Three African artists

When I saw the painting in the featured photo in Nairobi Gallery, I thought to myself “So like a Chagall.” Apparently Jak Katarikawe (born 1940 in Kigezi, Uganda, died October 19 2018) was sometimes called Africa’s Chagall for his whimsical paintings of elephants and cattle. In interviews he said that his sense of colour came from stained glass windows in the churches of Uganda. He was mentored by Sam Ntiru of the Makarere University’s art department, when he was a driver in the university. He moved to Kenya in the 1970s, and became professionally successful. This painting is probably from the 1970s.

Bruce Onobrakpeya (born 30 August 1932) experimented with techniques to make low-relief works through printing. The example in Nairobi Galery seems to be from his early experimental period when he started depositing bronze patinas on lino cuts. It would be interesting to see how he extended these methods over a large part of his lifetime, first using resin and plaster of Paris (which he called Plastographs), then metal foil, and finally artificial polymers which look like ivory.

Salih Abdou Mashamoun was born (in 1946?) in the village of Debeira in Wadi Halfa, Northern Sudan, which was inundated by the building of the Aswan High Dam. He was a poet and artist, and a Sudanese diplomat until the country became an Islamic state. In an interview, Mashamoun says that he was mentored by Seif Wanley in Alexandria, where he entered the university in 1964. He was the featured artist in the African Heritage exhibition in Nairobi in 1976 when it burnt down, so that much of his early work is now lost. This work, a gouache on stretched goatskin, is one of the two which were saved. It is from the period just before the fire.

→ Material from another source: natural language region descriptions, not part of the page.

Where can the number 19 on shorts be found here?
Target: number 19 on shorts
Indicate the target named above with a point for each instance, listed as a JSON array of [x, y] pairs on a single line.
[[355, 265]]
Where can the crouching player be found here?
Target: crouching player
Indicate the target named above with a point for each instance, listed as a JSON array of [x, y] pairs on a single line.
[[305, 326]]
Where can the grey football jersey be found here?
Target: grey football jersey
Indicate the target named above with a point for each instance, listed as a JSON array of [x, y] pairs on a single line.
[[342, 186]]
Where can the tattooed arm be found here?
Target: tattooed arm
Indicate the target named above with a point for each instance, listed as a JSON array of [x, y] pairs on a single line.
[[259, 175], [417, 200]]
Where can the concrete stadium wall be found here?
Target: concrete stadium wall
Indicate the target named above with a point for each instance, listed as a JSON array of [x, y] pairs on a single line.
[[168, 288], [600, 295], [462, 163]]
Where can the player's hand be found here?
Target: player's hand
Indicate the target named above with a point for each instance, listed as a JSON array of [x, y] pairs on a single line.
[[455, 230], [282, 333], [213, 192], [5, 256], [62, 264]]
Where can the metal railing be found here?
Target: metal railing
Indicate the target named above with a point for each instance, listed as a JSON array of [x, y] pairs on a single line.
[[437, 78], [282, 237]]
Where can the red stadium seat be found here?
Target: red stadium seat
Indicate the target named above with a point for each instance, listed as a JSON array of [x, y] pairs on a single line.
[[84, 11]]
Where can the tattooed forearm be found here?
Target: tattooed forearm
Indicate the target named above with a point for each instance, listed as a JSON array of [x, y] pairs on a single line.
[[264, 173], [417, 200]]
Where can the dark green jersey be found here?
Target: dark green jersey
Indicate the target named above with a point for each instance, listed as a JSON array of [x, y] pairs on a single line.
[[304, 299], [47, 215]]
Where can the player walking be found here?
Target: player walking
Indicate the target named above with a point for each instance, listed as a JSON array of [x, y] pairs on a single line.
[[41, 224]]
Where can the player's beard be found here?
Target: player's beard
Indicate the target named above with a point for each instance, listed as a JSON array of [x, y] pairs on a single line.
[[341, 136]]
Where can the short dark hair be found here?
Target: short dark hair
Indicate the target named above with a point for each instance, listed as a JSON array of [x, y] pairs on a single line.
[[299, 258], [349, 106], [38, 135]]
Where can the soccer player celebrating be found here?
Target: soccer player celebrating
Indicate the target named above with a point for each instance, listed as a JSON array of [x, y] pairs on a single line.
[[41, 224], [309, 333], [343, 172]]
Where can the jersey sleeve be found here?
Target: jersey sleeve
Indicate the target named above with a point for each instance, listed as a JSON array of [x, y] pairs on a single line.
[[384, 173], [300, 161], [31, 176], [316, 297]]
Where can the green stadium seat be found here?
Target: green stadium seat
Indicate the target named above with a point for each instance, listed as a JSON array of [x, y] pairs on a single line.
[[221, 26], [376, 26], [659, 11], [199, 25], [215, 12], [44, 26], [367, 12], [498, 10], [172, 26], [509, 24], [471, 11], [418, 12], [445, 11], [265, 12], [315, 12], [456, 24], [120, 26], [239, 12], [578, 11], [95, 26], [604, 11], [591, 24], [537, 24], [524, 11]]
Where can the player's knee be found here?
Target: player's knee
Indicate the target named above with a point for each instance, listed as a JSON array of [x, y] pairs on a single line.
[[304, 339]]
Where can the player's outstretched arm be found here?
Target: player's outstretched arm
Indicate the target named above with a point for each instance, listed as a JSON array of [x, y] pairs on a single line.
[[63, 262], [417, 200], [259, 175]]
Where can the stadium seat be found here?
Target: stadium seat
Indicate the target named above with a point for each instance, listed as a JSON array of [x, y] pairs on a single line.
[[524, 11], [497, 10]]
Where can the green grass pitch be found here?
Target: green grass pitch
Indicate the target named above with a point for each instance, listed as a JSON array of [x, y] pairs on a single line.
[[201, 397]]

These three artists whose works I saw in Nariobi Gallery stand at the beginning of the contemporary art of post-colonial Africa. It will be interesting to go back to Nairobi and explore the directions that their successors are taking.

Paintings from Nairobi

There’s wonderful contemporary art in Kenya, and, like much of the world’s contemporary art, it is driven by the human condition. But apart from this, there is also a stream of contemporary art which takes its inspiration from Kenya’s abundant wildlife. When I walked into Nairobi Gallery, a temporary exhibition was based on this theme. Some of the works can be seen in the gallery of photos below.

Istanbul Modern

We walked into the Istanbul Museum of Modern Art to look at some of the contemporary art in Turkey. One of the interesting exhibitions here was called “The event of a thread: Global narratives in textiles”. The use of textiles in art is not something I’ve seen done systematically. Seeing the pieces collected here all at the same time was very interesting. I took photos of some of the pieces I liked.

Ulla von Brandenburg exhibited three quilted fabrics called Flying Geese, Log Cabin, and Drunkard’s Path (featured photo). The artist points out that quilting is not just women’s work; they were also used by various revolutionary movements.

Sakir Gökçebag’s piece called Kosmos was a stunning installation using a partially woven carpet. The artist says that the partial work reminds us about the work that goes into the making of a carpet through the parts which remain to be completed.

This painting on a head scarf by Güneş Terkol was called Against the current. The concept was developed during a workshop in Vienna, where several women discussed the slogans to be displayed, and worked together to sew them into the banners held by the painted figures.

Belkis Balpinar’s work entitled Singularities uses weaving as a medium. She says that two planes with singularities of different forms are joined by the vertical threads which are called warps. The horizontal threads are left unwoven. I liked the medium and the strikingly bold visual pattern that was tied together with the threads.

Another floor held a retrospective of photos by Yildiz Moran, a woman photographer born in 1935. She worked for only twelve years, starting from 1950. In 1962 she gave up photography to look after her children. Her photos seemed to capture Anatolia of her times as sensitively as Ara Güler caught the Istanbul that he knew.